Как ни старался Роген, но добропорядочные буржуа, супруги Рагон, наблюдательный Пильеро, Цезарина и ее мать в первую минуту были весьма неприятно поражены манерами мнимого «банкира высокого полета».
В двадцать восемь лет этот бывший коммивояжер совершенно облысел и носил парик в мелких завитушках. Однако кудряшки хороши только при девственной свежести лица, молочной белизне кожи, очаровательной женственной грации; а тут они лишь подчеркивали безобразие прыщеватого кирпично-красного лица, обветренного, как у кучера дилижанса; глубокие уродливые складки преждевременных морщин выдавали разгульную жизнь, злоключения которой подтверждали гнилые зубы и угри, испещрившие шершавую кожу. Клапарон напоминал чванливого провинциального актера, выступающего в любых ролях: на истасканной физиономии не держатся больше румяна, и перед вами — лицедей, изнуренный излишествами, с отвисшей губой, с бесстыдным взглядом и развязными манерами; даже совершенно пьяный, он, однако, способен молоть всякий вздор. На физиономии Клапарона как будто еще играли отблески веселого пламени пунша, и ее никак нельзя было назвать лицом делового человека. Ему немало пришлось потрудиться перед зеркалом, чтобы усвоить осанку, соответствующую высокому положению. Дю Тийе присутствовал при сборах Клапарона, волнуясь, как директор театра за дебют своего лучшего актера; он опасался, как бы грубые привычки бесшабашной богемы не выдали истинную сущность мнимого банкира.
— Говори поменьше, — советовал он Клапарону. — Никогда банкир не станет болтать: он действует, думает, размышляет, слушает и взвешивает. Если хочешь, чтобы тебя приняли за банкира, помалкивай или говори о чем-нибудь незначительном. Постарайся, чтобы в глазах у тебя не прыгали чертики, придай важность взгляду; на худой конец сойдешь за глупца, и только. Разговаривая о политике, стой за правительство и отделывайся общими фразами вроде таких изречений:
Внушения дю Тийе оказали на ум Шарля Клапарона примерно такое же действие, как новый костюм — на его манеру держаться. Беспечный гуляка привык к удобной и затасканной одежде, которая не стесняла его движений, как слова не стесняли его мыслей: он чувствовал себя связанным в новом костюме, доставленном с запозданием, а потому надетом им сегодня впервые; он держался навытяжку, как солдат на параде, боялся сделать лишнее движение, сказать что-нибудь лишнее, быстро отдергивал руку, потянувшись за бутылкой или какой-нибудь закуской, обрывал фразу на полуслове и привлек внимание Пильеро этим смехотворным разладом с самим собой. Красное лицо Клапарона и его парик в мелких кудряшках не соответствовали его манерам, как его мысли — словам. Но добродушные буржуа решили под конец, что все эти странности объясняются озабоченностью банкира.

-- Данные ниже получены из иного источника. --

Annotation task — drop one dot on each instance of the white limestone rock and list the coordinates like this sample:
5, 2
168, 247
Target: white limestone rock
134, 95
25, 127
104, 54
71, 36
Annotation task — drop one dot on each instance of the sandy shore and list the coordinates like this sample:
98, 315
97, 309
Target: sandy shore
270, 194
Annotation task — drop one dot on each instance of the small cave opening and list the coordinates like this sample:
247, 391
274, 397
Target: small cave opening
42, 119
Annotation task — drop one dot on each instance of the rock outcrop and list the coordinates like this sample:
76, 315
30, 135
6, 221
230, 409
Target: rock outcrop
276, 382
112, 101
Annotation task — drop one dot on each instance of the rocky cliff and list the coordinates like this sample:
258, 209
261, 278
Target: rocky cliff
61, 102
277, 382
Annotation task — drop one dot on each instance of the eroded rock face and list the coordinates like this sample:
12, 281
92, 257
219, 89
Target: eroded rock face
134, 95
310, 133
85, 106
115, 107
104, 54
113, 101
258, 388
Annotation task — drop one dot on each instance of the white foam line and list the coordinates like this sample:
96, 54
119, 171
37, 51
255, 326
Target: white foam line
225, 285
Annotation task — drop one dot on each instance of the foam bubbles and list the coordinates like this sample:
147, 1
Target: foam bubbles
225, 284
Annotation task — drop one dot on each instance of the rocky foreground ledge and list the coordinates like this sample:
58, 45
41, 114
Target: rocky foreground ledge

— У него столько дел, — повторял Роген.
— Дела не научили его, однако, правилам приличия, — съязвила г-жа Рагон, обращаясь к Цезарине.
Роген, услышав эту фразу, приложил палец к губам.
— Он богат, ловок, поразительно честен, — сказал он, наклонившись к г-же Рагон.
— За такие достоинства ему можно многое простить, — заметил Пильеро.
— Ознакомимся с договором перед обедом, — предложил Роген, — мы здесь одни, никого из посторонних нет.